The world’s attention has been focused on the development and fair distribution of COVID-19 vaccines. However, financial contributions to the COVAX initiative, a global coordinated effort to promote the development of COVID-19 vaccines and ensure fair allocation of the vaccines, has been unsuccessful to reach its target amount.
Last week, the WHO made a last-ditch effort to encourage countries to participate in the COVAX initiative. But its success seems unlikely, given that only two days are left (31 August 2020) to the deadline for submitting expressions of interest. As of 24 August, only 10 countries of the G20 submitted their intent to participate in the initiative. Many lament this poor international cooperation. The root of this disappointment may be the belief that once we develop vaccines and allocate them fairly across the globe, we can end the pandemic. However, are the development and equal distribution of vaccines everything that are needed to overcome COVID-19? Perhaps not. We might face another set of challenges, after we develop and distribute vaccines.
1. Who is responsible for overseeing and regulating the distribution of vaccines?: In the initial stage, COVAX is planning to vaccinate 20 per cent of the most vulnerable population (including health workers and the elderly) in every member state. However, it is unclear who has responsibility for overseeing whether distributed doses are delivered to the target population. Corruption in the process of allocating vaccines can happen in both richer and poorer countries, because many more people are in need of vaccines.
In particular, it is important to oversee the distribution of vaccines in developing countries, because if there is injustice in the distribution of vaccines in these countries, it may increase a pessimistic view among the donor countries in helping poorer countries with free access to vaccines or a chance to buy them at a lower price. Hence, the outcome of global vaccine cooperation in this pandemic may influence the decision of countries when a similar need for global vaccine cooperation may arise in the future.
However, it is unclear who will take the responsibility to ensure the fair and appropriate distribution of doses to the target population. As we have witnessed in this pandemic, the WHO has not been given enough authority to regulate the behaviours of its member states. GAVI, a co-convener of the vaccine pillar of the WHO’s Access Tool, provides COVAX Facility with administrative work, but it is unclear whether GAVI has the responsibility to oversee the allocation of vaccines in each country.

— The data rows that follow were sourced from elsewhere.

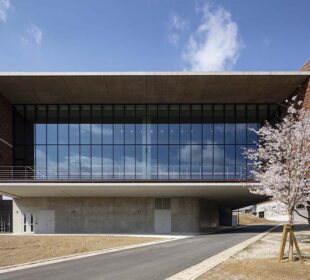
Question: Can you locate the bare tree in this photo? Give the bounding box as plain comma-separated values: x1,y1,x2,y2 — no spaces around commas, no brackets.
246,97,310,259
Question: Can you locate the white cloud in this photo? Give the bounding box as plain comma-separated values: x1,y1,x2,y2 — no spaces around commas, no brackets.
20,23,43,46
27,23,43,46
263,38,271,48
0,0,11,23
168,13,189,45
183,4,243,71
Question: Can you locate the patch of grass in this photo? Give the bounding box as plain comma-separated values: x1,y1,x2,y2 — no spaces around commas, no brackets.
0,235,158,267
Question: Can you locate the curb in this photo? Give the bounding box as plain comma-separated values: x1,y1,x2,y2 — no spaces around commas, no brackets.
0,237,182,274
166,225,281,280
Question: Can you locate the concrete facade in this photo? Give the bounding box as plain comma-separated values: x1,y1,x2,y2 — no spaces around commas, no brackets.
0,68,310,233
13,197,219,233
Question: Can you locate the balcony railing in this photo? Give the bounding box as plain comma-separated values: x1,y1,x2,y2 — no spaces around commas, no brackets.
0,165,253,181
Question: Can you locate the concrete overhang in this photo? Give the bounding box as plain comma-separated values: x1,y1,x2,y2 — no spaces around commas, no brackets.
0,71,310,104
0,182,266,209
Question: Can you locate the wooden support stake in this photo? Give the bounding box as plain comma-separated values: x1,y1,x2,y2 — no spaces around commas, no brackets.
278,225,287,262
290,230,304,263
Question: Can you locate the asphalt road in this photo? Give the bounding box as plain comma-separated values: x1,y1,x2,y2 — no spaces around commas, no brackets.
0,225,271,280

2. Do we have ideas to address hesitancy toward COVID-19 vaccines?: Perhaps, there are two types of scepticism in relation to COVID-19 vaccines. On the one hand, people have lower trust in vaccines itself, and believe that vaccines cause rather harmful effects on health. This type of vaccine scepticism has been a major barrier for vaccination of children in many countries. For example, in Pakistan, there is a wide range of public resistance to polio vaccine, despite proving the effectiveness and safety of the vaccine. People who share this kind of vaccine hesitency may be more likely to reluctant to be vaccinated, even if they have access to COVID-19 vaccines.
On the other hand, there are concerns regarding the safety of COVID-19 vaccines. According to the survey conducted by King's College London, only 53 per cent of Britain's population are willing to have a COVID-19 vaccine. The survey found that there are broad concerns among the UK population about the safety of COVID-19 vaccines. At least, for now, I share their opinion. I have asked myself a question: if I was told tomorrow morning that COVID-19 vaccine has been developed and I was chosen to be vaccinated, would I be willing to take a shot? Maybe not (again, at least, for now). I may hesitate, due to concerns regarding the safety of the vaccine.
It seems that people distrust the safety of COVID-19 vaccines because of their unprecedented nature and the hastiness in their development. It typically takes 10 years to confirm the safety and efficacy of a vaccine. However, in less than a year since the pandemic began, as of 27 August, 44 vaccine candidates have already entered clinical trials, and 4 of them have been under Phase III trial. These fast-tracked vaccine developments may increase the possibilities that their side effects may not have been examined in a detailed manner. Or, the safety issues of vaccines would be ignored for political reasons, as can be seen in the event where the Russian government approved a vaccine without completing Phase III trial, arguably, to becme the first country to devlope a COVID-19 vaccine.
It has widely been understood that we cannot end the pandemic, unless everyone is safe. However, could we blame people who hesitate to take a vaccine for safety reasons? Or, do governments have a right to force these people to be vaccinated, to protect others? These are difficult questions. Vaccine scepticism and hesitancy could be serious barriers in responding to the pandemic. Addressing them is as important as the development and fair allocation of vaccines.
The leaves of the tree outside my window, which was bare in March when the lockdown started, has begun to fall. Time has passed, but we still have many challenges to address, and the end of the pandemic is still far away.